Table Functions
Load CSV files, splayed tables, and partitioned tables directly in SQL queries.
read_csv()
Load a CSV file into memory by path:
-- Query a CSV file directly
SELECT * FROM read_csv('trades.csv');
-- Create a persistent in-memory table from CSV
CREATE TABLE trades AS SELECT * FROM read_csv('/data/trades.csv');
-- Query the loaded table
SELECT symbol, SUM(qty) AS total
FROM trades
GROUP BY symbol
ORDER BY total DESC;
Auto type inference: Teide samples the CSV to determine column types automatically. Supported inferred types: INTEGER, BIGINT, REAL, BOOLEAN, VARCHAR, DATE, TIMESTAMP.
The Rust API provides finer control with read_csv_opts:
let ctx = Context::new()?;
// Tab-separated, with header row, auto-infer types
let table = ctx.read_csv_opts("data.tsv", '\t', true, None)?;
// Pipe-separated, no header, explicit column types
let types = &[teide::types::SYM, teide::types::I64, teide::types::F64];
let table = ctx.read_csv_opts("data.psv", '|', false, Some(types))?;
read_splayed()
Open a splayed table from disk using zero-copy memory mapping. A splayed table stores each column as a separate binary file, enabling fast columnar access without loading the entire dataset into memory.
-- Open a splayed table directory
SELECT * FROM read_splayed('/data/tables/trades');
-- With an explicit symbol file
SELECT * FROM read_splayed('/data/tables/trades', '/data/tables/sym');
-- Create an in-memory table from a splayed source
CREATE TABLE trades AS SELECT * FROM read_splayed('/data/tables/trades');
On-disk layout
/data/tables/trades/
.d -- schema: column name symbol IDs
price -- column file (binary f64 vector)
qty -- column file (binary i64 vector)
symbol -- column file (binary sym vector)
ts -- column file (binary timestamp vector)
The .d file contains the column names as symbol IDs. Column files are raw binary vectors with a 32-byte block header followed by the data. String columns use symbol encoding — integer IDs that reference the global symbol table.
Zero-copy: Column files are memory-mapped (mmap), so the OS pages data in on demand. This means you can query tables larger than available RAM.
See Storage & Symbols for the full on-disk format specification.
read_parted()
Open a date-partitioned table. Partitioned tables split data across directories named by date (or integer key), with a shared symbol table at the database root.

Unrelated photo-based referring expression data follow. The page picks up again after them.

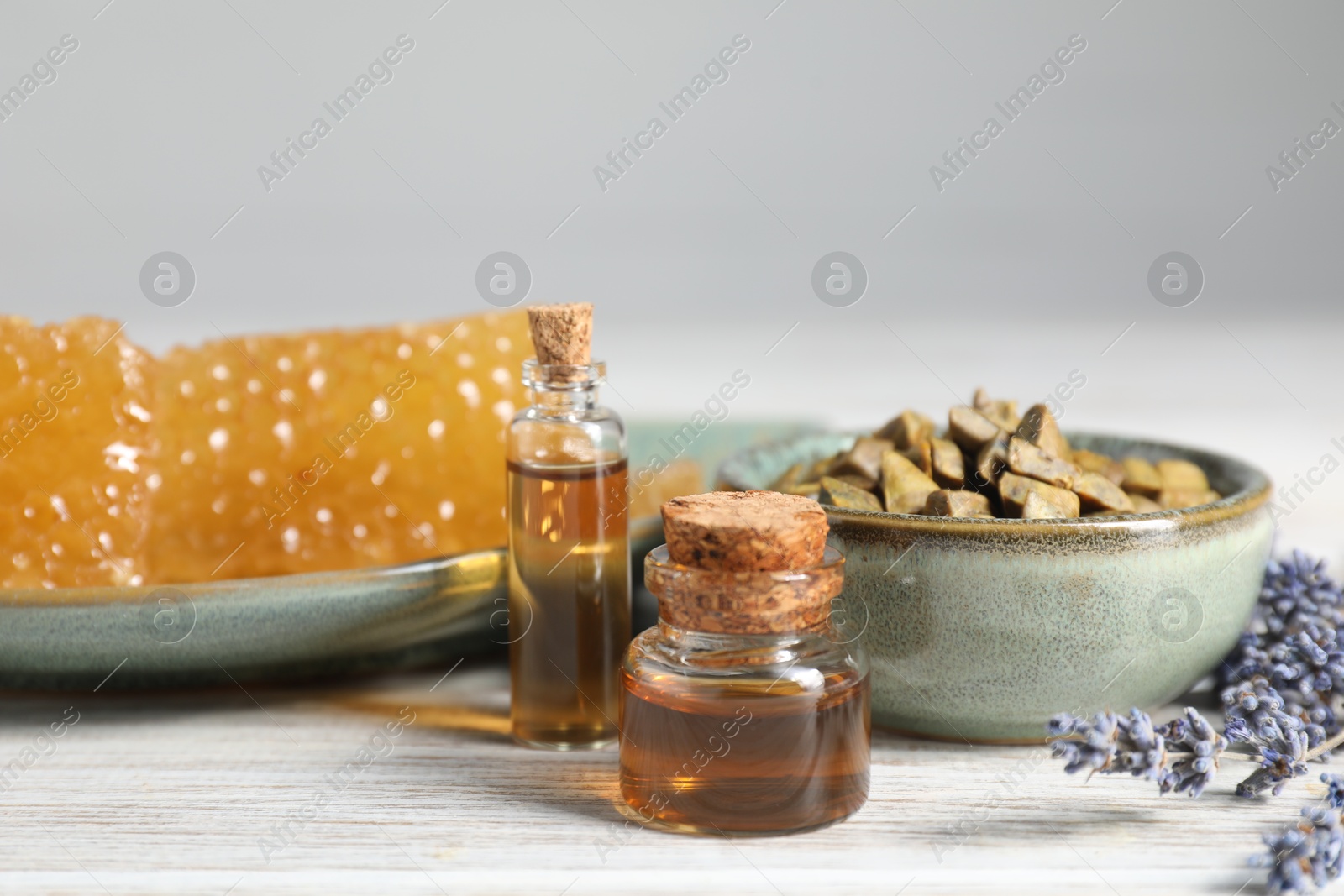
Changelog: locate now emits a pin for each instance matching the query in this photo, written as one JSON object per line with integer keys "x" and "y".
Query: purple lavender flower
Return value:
{"x": 1312, "y": 852}
{"x": 1202, "y": 745}
{"x": 1180, "y": 755}
{"x": 1336, "y": 790}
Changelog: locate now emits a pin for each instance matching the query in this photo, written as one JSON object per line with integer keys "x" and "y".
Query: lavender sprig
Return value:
{"x": 1180, "y": 755}
{"x": 1308, "y": 852}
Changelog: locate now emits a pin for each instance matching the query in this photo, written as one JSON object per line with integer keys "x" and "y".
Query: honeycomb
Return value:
{"x": 74, "y": 432}
{"x": 333, "y": 450}
{"x": 252, "y": 456}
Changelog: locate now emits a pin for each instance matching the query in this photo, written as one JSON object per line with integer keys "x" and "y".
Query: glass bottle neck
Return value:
{"x": 721, "y": 641}
{"x": 561, "y": 402}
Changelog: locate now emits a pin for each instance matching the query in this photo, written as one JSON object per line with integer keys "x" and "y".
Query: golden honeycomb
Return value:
{"x": 74, "y": 432}
{"x": 333, "y": 450}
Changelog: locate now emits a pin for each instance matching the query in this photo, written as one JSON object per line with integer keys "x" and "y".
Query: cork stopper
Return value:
{"x": 743, "y": 531}
{"x": 562, "y": 333}
{"x": 745, "y": 563}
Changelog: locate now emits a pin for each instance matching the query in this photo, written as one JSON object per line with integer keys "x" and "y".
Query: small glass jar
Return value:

-- Open a partitioned table
SELECT * FROM read_parted('/data/marketdb', 'trades');
-- The virtual partition column 'date' is queryable
SELECT date, symbol, SUM(qty) AS total
FROM read_parted('/data/marketdb', 'trades')
GROUP BY date, symbol
ORDER BY date, total DESC;
On-disk layout
/data/marketdb/
sym -- shared symbol table
2024.01.15/
trades/
.d -- schema
price -- column file
qty -- column file
symbol -- column file
2024.01.16/
trades/
.d
price
qty
symbol
2024.01.17/
trades/
...
Teide automatically discovers all partition directories, loads the shared symbol table from db_root/sym, and builds a virtual partition-key column (the date). Partition directories must be named as YYYY.MM.DD dates or integer keys.
Caching: Partitioned tables are cached after the first open. Subsequent calls to read_parted() with the same path return instantly.
See Storage & Symbols for details on the partition discovery algorithm, MAPCOMMON virtual columns, and the sym file format.